2 - Tech Preview - V2 Vulnerability Scanner

Tech Preview: V2 Vulnerability Scanner

A new vulnerability scanning engine, based on Grype improves performance, reduces database load, and provides better vulnerability matching results. It includes a new vulnerability feed sync process integrated into the enterprise feed service that also provides faster feed syncs from the feed service to the policy engine.

Tech Preview Status

Note: The v2 scanner is intended for use in sandbox or staging environments in the current release. It is not possible to run both vulnerability scanners at the same time. This configuration is picked up at bootstrap, and cannot be changed on a running system.

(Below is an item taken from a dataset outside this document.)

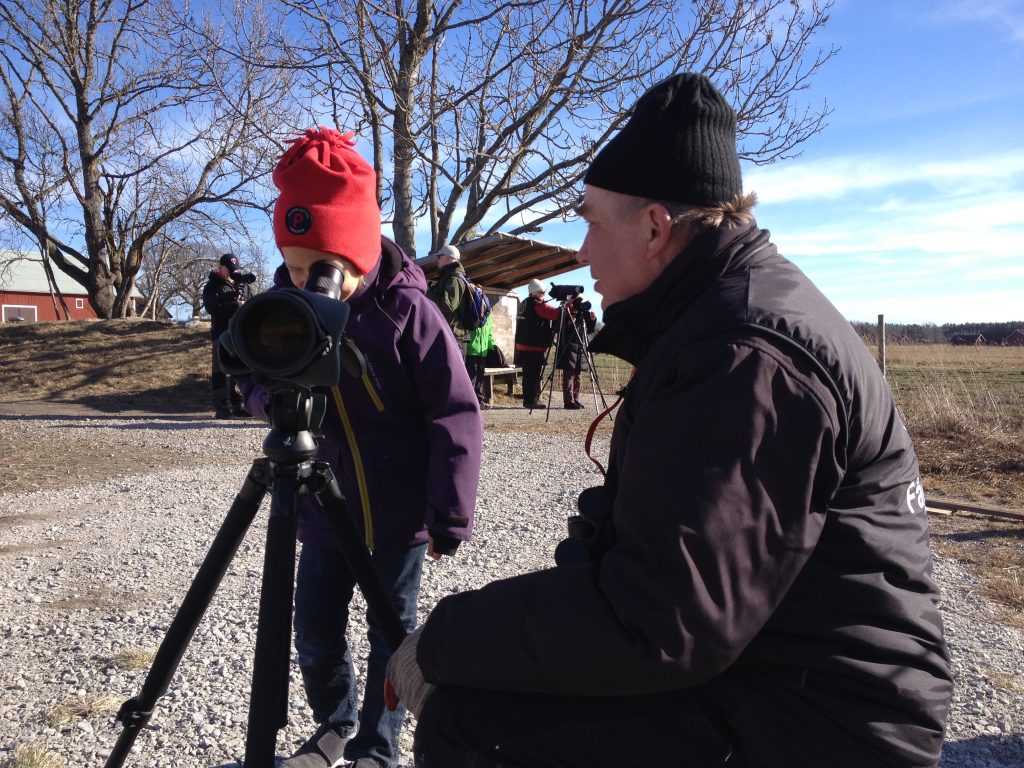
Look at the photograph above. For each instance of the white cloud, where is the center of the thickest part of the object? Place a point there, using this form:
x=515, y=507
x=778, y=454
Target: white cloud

  1. The new mode must be set at deployment time, the scanner is configured at service startup.
  2. Switching modes in a deployment is not supported.
  3. Downgrading from the v2 scanner back to the legacy scanner is not supported.
  4. Some features of the policy system are not yet supported in this mode:
  5. vulnerability gate triggers not supported for the new scanner. They will return incorrect results when used.
    1. vulnerability_data_unavailable
    2. stale_feed_data policy
  6. Windows container scanning is not yet supported. Support will be added in the next feature release.
  7. Proprietary vulnerability feeds are not yet supported in this scanner. Support will be added in the next feature release.

Running with docker compose

  1. Install or update to Anchore Enterprise 3.1.0
  2. Add the following environment variable to the policy engine container section of the docker compose file:
    policy-engine:
      ...
      environment:
      ...
      - ANCHORE_VULNERABILITIES_PROVIDER=grype
  1. Redeploy the services.

Running with helm

  1. Install or update to Anchore Engine 0.10.0.
  2. Update the following value in your values.yaml configuration file. See the chart README for more details on configuring this file:
    anchorePolicyEngine
      ...
      vulnerabilityProvider: grype
    
  1. Redeploy the services
    helm upgrade

After making the relevant change above and redeploying, the system will start up with the v2 vulnerability scanner enabled and will sync the latest version of grype db as built by your local feed service. Note that legacy feeds will no longer be synced while the v2 scanner is configured. All vulnerability data and scanning will now come from the ‘grypedb’ feed.

Vulnerability Feed Data and Syncs

The v2 scanner has its own feed sync mechanism that generates a Grype vulnerability DB from your locally installed feed service instead of https://ancho.re as used by Grype itself. This results in a much faster sync process since the DB is packaged as a single database file. It also reduces load on the Engine DB since the scanner matching and syncs do not require large amounts of writes into the Engine DB. The Grype vulnerability DB is built from the same sources as the legacy service, so there is no reduction in scan coverage or vulnerabilities sources supported.

The feed synced by the Grype provider is identified as feed name ‘grypedb’ when using the feed listing API or anchore-cli system feeds list CLI command.